Some practical considerations for releases with GitLab CI/CD & Docker

I recently setup several GitLab CI/CD pipelines that use Docker. Having done this, I can confirm that the payoff for implementing CI/CD with Docker is indeed great. But the reality is that implementing CI/CD pipelines well is still challenging.

Half of the challenge (for me) was learning enough arcana about these two technologies to wield them effectively. The other half of the challenge was mapping my intuitive sense of how things work onto the abstractions and limitations of these tools.

In this article I’ll walk through some of what I figured out about creating releases with GitLab CI/CD and Docker. There’s currently less written about GitLab CI/CD than about Docker, so I’ll focus on GitLab and leave the Docker knowledge to others.

For the rest of this post I’ll assume you’ve got a working GitLab CI/CD pipeline, and now you want to programmatically push releases (with associated files) from that pipeline.

Pivoting from setting up a basic CI/CD pipline to release mechanics

Getting Docker working inside GitLab CI/CD was a unique challenge.
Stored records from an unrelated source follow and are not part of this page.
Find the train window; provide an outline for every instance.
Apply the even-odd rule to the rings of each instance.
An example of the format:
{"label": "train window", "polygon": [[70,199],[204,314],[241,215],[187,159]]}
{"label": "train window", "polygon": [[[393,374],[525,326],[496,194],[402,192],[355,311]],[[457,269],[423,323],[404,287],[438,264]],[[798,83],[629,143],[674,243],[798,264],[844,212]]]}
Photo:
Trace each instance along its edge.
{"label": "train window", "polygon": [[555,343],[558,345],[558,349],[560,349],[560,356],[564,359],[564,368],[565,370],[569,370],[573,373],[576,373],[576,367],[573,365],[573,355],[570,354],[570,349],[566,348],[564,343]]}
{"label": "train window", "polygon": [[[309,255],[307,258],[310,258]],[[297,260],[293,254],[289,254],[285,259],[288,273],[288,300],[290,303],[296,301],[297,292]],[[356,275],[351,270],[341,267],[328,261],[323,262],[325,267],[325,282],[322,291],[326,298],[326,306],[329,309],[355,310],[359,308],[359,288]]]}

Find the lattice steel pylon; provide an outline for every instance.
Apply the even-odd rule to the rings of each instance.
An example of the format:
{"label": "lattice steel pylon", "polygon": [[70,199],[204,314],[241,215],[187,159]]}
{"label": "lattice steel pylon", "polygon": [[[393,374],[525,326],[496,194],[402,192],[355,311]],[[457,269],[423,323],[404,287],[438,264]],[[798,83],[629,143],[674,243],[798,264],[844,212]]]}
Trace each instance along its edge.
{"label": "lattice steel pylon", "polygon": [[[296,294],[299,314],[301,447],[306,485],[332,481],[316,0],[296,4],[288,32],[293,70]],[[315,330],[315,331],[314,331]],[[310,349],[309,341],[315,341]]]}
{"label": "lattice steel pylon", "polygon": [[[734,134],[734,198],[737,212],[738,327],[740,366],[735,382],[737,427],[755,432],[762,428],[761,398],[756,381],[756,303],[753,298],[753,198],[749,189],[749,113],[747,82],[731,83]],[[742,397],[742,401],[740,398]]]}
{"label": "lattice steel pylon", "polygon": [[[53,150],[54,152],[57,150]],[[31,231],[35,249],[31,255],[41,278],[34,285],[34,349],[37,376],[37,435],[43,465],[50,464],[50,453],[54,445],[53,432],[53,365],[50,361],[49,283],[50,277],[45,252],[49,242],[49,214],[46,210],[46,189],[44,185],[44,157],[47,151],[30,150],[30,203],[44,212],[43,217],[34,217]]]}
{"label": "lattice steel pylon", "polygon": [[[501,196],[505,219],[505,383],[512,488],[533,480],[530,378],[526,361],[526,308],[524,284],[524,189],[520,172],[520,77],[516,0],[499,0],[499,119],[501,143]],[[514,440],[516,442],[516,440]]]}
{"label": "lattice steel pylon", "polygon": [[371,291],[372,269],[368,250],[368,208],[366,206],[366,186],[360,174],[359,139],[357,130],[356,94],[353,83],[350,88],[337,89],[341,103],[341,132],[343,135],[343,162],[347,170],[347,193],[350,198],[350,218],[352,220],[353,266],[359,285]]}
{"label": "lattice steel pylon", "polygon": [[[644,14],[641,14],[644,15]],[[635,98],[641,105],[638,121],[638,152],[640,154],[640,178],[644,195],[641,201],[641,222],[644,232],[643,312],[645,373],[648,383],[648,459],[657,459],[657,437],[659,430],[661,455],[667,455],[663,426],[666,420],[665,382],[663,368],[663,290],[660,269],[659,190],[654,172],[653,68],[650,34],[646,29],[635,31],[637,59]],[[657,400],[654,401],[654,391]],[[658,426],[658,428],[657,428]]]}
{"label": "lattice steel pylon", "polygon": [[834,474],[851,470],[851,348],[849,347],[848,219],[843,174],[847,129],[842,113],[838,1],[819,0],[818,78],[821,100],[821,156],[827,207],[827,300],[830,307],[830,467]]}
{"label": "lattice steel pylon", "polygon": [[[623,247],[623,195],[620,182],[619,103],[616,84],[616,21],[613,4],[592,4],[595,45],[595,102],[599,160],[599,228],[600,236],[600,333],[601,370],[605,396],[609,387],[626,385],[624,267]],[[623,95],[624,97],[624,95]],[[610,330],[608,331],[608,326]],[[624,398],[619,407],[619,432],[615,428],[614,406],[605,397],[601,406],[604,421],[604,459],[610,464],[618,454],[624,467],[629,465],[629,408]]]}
After a week of experimentation, I had a working CI/CD pipeline and some battle-tested Dockerfiles.

But then I faced a different problem altogether: programmatically generating releases inside a GitLab CI/CD pipeline. As it turns out, this isn’t a straightforward problem to solve. And there is not much written about it online (yet).

How to get built binaries out of Docker image(s)

If you’re docker building images in your CI/CD pipeline script, you may need to get files out of the built Docker image. There are many ways to skin this particular cat. For example, you could do any of the following:

docker build your Docker image as usual, then docker run that image w/ a volume attached, and cp to exfiltrate files from inside the container to the host
do the docker create / docker cp trick to avoid the overhead of actually running the image just to copy some files out.
do all operations inside the Docker container (upload built binaries, etc.), without “exfiltrating” files to the host
(and so on)

The point is that there’s no one right way to copy files out of a Docker image / container. You can pick the approach that works best for your project.

Storing built binaries (and other files)

This might seem like a trivial issue, but I’ve seen this trip up several other folks on the journey to GitLab CI/CD englightnenment.

I initially assumed that GitLab provides some special “file store” feature to upload files generated by a CI/CD pipeline. But apparently this is one feature that GitLab does not provide (as of June 2020).

The problem here is twofold:

GitLab releases does not support file uploads as release assets (as of June 2020 - but there is an open issue for this
There are several GitLab features that look like they fulfill this purpose, but in fact are not a good fit for this use case

The former limitation (#1) forces us to find a place to store build files / binaries. The latter complication (#2) means that there is some confusion as to whether existing GitLab features can act as a suitable file store.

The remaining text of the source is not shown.